County Mayor Dan Eldridge hopes commissioners heard Reynolds’ message loud and clear.
“The first aspect he identified, and I hope everybody heard, was that in regard to available land and available buildings, Washington County is 20 years behind. That’s very significant, and very accurate,” Eldridge said. “And we certainly do underfund economic development activities in Washington County. When you compare us to our neighbor Sullivan County, I think we’re at a fourth of that amount. Compared to the closest counties to us in population, we are woefully underfunding.”
When Eldridge took office in September 2010, the county controlled about 21 acres for economic development. With contributions from the Washington County Economic Development Board and the Johnson City Power Board, the county purchased an additional 67 acres adjacent to the Industrial Park earlier in 2011.
Even with the extra land, Eldridge said the county’s work in acquiring, or at least identifying, more land available for development has barely begun.
“We are actively pursuing the identification of other tracts and potential opportunities,” he said. “We’re not necessarily looking to purchase it, but to get it under control to where we can get streets and infrastructure to it, and have it available. We don’t have to own it. We just have to be able to control the development and make it available.”
That job is an everyday activity, and Eldridge said the EDC is working in that capacity. More funding from the county would be put to use doing just that — finding land and putting in infrastructure to make it more attractive to companies.
The county will have to change its mindset that economic development happens naturally, Eldridge said. Before the recession, companies came to Washington County, drawn in by the private sector, but that has changed.

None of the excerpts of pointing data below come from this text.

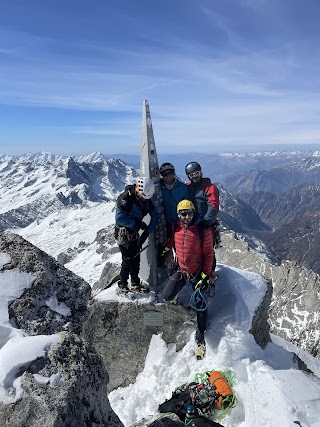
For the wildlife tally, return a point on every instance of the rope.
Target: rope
(198, 300)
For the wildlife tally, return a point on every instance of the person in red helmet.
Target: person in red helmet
(173, 191)
(205, 196)
(132, 206)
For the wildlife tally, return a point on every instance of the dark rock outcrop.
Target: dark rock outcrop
(77, 397)
(67, 385)
(53, 282)
(295, 303)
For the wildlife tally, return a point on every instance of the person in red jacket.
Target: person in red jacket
(205, 196)
(194, 250)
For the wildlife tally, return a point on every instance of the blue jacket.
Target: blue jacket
(130, 211)
(172, 197)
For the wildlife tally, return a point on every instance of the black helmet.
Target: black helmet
(192, 167)
(166, 168)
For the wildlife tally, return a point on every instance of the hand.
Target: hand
(142, 238)
(203, 282)
(204, 224)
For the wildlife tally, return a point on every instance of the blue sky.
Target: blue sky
(218, 75)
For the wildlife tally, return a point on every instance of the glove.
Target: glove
(204, 224)
(140, 225)
(165, 250)
(203, 282)
(142, 238)
(143, 225)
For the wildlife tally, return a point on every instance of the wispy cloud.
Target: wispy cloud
(224, 81)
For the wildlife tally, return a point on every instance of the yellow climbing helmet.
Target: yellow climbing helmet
(185, 205)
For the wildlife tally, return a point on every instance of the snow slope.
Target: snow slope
(270, 389)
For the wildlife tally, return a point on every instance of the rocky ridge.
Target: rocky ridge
(295, 302)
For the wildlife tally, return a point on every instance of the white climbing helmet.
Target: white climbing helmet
(145, 187)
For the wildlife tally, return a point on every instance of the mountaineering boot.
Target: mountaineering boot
(136, 285)
(123, 287)
(200, 350)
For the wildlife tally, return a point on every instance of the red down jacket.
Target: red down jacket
(192, 251)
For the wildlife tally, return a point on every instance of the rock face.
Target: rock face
(112, 325)
(68, 385)
(77, 397)
(57, 300)
(295, 302)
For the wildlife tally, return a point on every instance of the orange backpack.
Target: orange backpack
(227, 398)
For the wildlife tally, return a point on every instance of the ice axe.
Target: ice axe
(143, 249)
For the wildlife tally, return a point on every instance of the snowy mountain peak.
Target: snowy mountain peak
(91, 158)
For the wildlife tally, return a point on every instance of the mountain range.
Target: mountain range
(286, 199)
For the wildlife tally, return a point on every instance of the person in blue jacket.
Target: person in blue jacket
(132, 206)
(173, 191)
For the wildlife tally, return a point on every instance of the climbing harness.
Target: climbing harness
(125, 236)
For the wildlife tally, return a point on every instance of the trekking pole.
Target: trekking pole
(141, 250)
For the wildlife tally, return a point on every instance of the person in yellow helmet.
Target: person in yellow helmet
(194, 250)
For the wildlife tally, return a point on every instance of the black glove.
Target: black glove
(140, 225)
(204, 224)
(204, 282)
(143, 225)
(143, 238)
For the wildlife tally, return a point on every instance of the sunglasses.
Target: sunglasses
(167, 174)
(185, 213)
(194, 174)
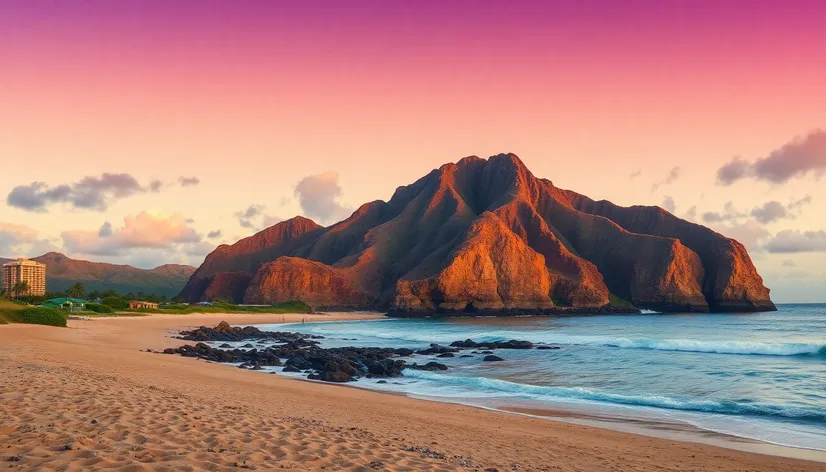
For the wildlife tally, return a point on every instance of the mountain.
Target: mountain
(487, 236)
(62, 272)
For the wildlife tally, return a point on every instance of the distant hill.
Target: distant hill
(62, 272)
(488, 236)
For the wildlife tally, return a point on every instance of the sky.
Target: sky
(150, 132)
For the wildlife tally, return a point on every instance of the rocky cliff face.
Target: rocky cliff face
(487, 236)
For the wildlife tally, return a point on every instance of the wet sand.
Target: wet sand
(88, 397)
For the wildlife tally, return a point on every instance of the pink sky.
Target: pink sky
(253, 97)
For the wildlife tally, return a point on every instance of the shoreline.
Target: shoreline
(57, 375)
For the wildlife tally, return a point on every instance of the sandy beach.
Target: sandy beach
(89, 396)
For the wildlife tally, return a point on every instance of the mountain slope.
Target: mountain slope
(62, 272)
(486, 235)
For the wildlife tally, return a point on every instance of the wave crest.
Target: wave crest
(538, 392)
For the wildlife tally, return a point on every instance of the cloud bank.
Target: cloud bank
(147, 230)
(318, 197)
(89, 193)
(797, 158)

“In the past, Washington County has been very fortunate to have investment and job growth. We really grew without having to focus on a lot of government intervention. The private sector was making it happen,” he said. “The circumstances today are very different. Today, we have to encourage and incent the private sector. It’s extremely competitive.”
He said Washington County isn’t like other counties that have been preparing all along the way for a time like this. The work that was put in creating and populating the Washington County Industrial Park needed to be happening in a couple of other locations as well, Eldridge said.
“What we did, we did very well,” he said. “We just needed to be doing more of it.”
When land is available, Reynolds said, the market prices in Washington County are just too high. He said the asking price of undeveloped land in the county rivals prices for land with access roads, infrastructure, and buildings in other counties.
Having Washington County work with private land owners will help tame market prices on available land, Eldridge said, and ensure that offerings are competitive with other counties and throughout the Southeast. Also, the county and the EDC have been meeting with the Tennessee Department of Transportation about developing access roads for industrial parks, and with the state Economic and Community Development department about Fast Track grants, which get a development site “pad-ready” — doing grading, roads, and putting in infrastructure.
“We need to come to terms with the fact that Washington County has the primary responsibility for economic development. We cannot rely on the state or federal government,” Eldridge said. “Certainly, the state ECD is a resource, and the TVA is a resource; but our success will be the result of initiatives we put in place to create new jobs, whether from existing businesses or companies we recruit.”